Feature Construction

The Features of Relative Amino Acid Composition

As the basic element of proteins, amino acids play vital roles in determining the protein folding into a specific structure. However, all residues in a protein are not equally important. Some are essential for constructing stable structure and function of the proteins, while others can be readily replaced. The sequence of amino acids determines protein’s activity and function. Given the importance of the amino acids, the features of amino acid composition has been widely used in mathematically describing protein structures and functions (Wei et al., 2017; Zhang et al., 2017a).

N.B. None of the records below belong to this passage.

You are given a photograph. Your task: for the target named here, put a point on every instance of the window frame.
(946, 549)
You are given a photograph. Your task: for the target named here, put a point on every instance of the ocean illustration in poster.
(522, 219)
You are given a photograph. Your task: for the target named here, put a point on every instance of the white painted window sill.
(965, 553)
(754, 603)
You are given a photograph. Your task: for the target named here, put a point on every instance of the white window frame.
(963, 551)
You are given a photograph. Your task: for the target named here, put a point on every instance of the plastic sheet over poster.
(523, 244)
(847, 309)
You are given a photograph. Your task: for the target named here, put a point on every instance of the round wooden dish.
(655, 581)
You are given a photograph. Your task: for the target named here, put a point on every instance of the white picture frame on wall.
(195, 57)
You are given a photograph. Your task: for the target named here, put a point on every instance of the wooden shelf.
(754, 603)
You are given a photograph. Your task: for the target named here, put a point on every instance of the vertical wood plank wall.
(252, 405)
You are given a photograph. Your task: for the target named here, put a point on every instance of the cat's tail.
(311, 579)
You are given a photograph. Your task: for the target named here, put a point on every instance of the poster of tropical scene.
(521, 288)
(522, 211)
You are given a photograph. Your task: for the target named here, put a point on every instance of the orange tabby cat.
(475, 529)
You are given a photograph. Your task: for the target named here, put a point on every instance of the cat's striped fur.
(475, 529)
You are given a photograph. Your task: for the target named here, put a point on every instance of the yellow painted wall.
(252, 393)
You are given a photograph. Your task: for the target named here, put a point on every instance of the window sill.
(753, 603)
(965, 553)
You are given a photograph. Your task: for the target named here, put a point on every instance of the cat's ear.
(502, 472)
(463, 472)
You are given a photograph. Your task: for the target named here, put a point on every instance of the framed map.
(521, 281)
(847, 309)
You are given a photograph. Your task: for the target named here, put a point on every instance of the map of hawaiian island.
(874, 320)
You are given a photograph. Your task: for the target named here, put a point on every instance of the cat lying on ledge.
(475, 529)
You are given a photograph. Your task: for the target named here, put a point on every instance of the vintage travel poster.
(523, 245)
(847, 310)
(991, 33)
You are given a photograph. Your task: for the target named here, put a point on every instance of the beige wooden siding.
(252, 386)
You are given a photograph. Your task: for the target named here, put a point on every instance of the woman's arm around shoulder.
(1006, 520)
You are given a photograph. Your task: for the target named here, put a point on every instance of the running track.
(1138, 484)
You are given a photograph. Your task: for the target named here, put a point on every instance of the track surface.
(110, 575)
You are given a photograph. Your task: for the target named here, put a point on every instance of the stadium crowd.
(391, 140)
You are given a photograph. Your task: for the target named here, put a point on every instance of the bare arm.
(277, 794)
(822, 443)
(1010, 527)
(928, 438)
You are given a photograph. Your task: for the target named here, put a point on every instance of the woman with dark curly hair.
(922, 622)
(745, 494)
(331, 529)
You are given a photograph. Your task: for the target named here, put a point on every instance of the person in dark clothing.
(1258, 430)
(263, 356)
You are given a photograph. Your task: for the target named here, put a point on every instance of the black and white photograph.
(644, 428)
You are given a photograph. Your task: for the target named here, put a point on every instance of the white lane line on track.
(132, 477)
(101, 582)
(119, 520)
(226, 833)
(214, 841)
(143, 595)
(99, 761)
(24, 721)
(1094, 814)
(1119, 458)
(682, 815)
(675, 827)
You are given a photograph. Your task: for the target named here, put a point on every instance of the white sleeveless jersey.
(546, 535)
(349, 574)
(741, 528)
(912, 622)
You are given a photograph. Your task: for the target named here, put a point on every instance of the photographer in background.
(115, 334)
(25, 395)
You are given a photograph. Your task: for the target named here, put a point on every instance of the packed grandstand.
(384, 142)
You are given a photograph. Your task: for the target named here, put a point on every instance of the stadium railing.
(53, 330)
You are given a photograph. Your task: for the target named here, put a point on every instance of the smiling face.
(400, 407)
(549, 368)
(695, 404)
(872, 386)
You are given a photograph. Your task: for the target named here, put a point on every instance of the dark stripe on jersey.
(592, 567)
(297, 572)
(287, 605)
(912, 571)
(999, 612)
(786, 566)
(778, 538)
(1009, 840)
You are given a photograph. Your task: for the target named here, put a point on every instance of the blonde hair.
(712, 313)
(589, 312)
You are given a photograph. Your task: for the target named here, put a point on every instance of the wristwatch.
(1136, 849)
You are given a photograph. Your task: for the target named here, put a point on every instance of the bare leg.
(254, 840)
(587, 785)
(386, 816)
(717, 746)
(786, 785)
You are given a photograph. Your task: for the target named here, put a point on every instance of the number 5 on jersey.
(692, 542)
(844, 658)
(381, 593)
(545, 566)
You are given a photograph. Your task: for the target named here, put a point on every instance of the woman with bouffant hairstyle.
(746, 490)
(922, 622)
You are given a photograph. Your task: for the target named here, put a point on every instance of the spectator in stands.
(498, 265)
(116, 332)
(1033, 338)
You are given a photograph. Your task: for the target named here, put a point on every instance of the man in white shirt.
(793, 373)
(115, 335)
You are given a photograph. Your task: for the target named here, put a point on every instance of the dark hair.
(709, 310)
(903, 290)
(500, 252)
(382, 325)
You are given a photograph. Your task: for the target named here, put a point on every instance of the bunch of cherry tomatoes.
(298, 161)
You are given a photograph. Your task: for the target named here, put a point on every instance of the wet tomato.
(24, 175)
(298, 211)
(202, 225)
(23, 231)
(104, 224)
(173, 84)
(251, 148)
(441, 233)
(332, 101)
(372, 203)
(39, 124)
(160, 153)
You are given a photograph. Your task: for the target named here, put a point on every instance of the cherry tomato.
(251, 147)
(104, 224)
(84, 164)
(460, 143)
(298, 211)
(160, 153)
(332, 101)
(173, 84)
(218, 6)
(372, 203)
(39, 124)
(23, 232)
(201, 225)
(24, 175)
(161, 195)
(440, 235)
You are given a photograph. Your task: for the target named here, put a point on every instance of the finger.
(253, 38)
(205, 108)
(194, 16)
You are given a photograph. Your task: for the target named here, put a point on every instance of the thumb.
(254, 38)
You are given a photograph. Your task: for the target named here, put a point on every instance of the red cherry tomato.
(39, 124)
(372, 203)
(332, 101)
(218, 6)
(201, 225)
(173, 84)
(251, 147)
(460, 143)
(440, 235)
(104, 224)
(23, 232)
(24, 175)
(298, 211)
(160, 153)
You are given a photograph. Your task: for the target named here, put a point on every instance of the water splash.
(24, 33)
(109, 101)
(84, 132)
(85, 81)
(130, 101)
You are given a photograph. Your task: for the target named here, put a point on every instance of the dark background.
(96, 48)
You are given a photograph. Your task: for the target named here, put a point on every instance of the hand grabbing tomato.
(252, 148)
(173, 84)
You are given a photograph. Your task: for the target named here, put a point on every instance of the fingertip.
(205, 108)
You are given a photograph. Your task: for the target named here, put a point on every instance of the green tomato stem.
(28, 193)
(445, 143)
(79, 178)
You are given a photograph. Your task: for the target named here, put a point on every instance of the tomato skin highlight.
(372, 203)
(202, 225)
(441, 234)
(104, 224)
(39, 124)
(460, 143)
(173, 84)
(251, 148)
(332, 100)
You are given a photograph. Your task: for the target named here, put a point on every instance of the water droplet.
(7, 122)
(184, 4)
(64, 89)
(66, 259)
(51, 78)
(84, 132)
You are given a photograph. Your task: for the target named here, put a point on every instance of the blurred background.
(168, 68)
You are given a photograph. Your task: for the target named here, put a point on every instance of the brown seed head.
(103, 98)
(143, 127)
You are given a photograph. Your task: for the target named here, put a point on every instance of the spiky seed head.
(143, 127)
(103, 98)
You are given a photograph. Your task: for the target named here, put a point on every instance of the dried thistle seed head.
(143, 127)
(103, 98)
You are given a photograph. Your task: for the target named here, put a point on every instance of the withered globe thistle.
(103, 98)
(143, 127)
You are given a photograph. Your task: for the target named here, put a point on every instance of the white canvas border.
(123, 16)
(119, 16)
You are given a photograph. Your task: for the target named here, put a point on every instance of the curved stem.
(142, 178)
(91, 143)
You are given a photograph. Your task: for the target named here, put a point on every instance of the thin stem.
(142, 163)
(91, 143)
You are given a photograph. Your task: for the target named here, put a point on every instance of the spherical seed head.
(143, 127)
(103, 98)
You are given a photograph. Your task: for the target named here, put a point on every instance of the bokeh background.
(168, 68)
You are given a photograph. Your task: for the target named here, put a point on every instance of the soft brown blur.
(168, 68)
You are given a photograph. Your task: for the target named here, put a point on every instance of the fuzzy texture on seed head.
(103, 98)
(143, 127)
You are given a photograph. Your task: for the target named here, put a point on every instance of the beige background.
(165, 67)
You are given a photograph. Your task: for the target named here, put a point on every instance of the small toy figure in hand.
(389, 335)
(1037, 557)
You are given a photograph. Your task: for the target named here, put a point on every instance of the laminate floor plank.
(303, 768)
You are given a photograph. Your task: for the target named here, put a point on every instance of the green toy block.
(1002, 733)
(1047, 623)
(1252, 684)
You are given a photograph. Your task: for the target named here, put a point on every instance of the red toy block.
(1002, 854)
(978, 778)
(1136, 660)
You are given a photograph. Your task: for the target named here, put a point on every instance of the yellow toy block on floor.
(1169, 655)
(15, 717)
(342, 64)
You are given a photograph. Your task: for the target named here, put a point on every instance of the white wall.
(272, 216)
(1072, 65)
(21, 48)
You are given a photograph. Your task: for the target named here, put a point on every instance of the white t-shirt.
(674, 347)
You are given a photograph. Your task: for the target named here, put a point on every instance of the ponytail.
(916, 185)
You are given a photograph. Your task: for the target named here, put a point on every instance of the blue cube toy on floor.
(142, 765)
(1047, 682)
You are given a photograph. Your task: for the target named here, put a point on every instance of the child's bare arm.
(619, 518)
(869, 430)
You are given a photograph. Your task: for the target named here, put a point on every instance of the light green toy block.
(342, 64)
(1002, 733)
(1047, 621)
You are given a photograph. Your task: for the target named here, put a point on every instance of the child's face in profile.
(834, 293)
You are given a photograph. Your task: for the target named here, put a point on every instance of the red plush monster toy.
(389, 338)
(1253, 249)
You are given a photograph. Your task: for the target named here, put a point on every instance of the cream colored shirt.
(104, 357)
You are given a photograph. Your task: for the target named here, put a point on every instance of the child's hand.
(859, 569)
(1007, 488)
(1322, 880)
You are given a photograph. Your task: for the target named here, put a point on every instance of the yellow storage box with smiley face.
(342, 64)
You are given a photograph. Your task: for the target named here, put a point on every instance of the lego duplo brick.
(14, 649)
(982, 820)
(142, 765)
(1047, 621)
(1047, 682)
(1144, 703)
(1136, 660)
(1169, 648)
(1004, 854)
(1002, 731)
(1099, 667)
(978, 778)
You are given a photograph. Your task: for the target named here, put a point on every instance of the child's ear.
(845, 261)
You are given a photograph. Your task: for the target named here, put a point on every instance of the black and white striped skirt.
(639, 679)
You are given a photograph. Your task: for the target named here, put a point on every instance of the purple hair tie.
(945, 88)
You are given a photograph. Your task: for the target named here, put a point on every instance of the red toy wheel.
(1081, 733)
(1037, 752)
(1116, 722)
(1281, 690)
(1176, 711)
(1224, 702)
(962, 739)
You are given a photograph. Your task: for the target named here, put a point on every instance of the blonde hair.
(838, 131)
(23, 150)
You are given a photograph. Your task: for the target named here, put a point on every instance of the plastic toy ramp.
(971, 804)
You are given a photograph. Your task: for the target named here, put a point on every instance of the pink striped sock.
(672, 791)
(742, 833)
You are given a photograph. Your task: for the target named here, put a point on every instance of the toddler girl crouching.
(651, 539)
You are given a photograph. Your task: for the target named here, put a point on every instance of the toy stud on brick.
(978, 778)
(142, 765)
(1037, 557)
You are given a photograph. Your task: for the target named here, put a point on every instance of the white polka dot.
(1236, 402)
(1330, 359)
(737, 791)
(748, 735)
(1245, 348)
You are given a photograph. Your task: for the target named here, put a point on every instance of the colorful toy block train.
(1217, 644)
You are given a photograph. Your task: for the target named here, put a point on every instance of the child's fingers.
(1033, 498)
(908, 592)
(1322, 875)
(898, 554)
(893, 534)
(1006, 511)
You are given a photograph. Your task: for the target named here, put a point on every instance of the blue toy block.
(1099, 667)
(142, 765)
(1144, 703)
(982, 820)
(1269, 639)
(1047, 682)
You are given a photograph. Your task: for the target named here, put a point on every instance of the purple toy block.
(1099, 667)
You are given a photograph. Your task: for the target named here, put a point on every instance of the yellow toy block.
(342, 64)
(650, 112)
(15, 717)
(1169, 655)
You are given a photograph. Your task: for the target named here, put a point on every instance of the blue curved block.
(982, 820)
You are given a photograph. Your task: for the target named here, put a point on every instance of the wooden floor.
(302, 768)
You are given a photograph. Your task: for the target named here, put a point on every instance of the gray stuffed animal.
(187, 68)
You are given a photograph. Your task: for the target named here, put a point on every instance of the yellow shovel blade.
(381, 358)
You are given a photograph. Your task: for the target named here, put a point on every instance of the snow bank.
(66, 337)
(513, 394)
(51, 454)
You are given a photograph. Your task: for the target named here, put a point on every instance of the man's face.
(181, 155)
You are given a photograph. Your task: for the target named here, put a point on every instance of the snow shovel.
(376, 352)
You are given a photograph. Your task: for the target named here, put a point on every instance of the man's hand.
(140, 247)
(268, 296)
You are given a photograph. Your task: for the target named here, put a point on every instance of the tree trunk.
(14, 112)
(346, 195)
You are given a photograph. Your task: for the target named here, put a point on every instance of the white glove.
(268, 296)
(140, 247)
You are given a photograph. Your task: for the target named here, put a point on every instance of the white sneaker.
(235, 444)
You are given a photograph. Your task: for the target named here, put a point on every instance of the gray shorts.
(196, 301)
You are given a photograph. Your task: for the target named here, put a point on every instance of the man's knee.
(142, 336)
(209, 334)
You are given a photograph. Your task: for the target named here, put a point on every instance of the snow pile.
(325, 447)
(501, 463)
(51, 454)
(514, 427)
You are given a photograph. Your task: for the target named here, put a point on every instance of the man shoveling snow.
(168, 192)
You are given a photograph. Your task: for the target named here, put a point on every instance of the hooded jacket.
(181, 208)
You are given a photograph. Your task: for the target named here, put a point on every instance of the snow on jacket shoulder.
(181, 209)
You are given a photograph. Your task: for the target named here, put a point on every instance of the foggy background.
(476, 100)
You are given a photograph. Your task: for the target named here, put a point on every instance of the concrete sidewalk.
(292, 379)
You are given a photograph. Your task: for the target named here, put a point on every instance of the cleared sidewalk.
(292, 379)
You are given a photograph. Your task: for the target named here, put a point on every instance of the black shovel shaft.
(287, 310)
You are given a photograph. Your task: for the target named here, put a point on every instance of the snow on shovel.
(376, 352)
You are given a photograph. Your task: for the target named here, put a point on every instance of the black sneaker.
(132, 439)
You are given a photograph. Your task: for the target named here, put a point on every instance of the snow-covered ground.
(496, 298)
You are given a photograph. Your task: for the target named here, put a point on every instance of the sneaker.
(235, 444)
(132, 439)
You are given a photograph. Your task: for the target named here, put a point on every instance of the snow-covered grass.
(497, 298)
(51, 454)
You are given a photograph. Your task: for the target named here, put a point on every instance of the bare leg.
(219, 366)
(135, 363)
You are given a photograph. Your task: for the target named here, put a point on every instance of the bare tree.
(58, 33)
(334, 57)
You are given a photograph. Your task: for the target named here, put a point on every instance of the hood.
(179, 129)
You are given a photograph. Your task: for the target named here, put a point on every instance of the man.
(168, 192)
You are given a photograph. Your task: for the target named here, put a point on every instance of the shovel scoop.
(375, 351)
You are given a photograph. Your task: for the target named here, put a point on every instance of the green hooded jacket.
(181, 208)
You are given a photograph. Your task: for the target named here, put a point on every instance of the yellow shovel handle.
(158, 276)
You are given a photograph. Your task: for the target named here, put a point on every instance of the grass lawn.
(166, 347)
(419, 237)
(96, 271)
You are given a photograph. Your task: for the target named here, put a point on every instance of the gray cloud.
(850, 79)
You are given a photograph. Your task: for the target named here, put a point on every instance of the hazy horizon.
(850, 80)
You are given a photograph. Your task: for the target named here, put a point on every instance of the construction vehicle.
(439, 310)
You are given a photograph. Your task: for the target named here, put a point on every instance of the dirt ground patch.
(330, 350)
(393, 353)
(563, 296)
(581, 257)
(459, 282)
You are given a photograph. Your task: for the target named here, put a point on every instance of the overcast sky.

The features of amino acid composition is quantified as relative differences between secretory proteins and non-secretory proteins. We compute relative amino acid composition (RAAC) using Composition Profiler (Vacic et al., 2007). Specifically, we calculate RAAC for secretory proteins against Swiss-Prot database and secretory proteins against non-secretory proteins.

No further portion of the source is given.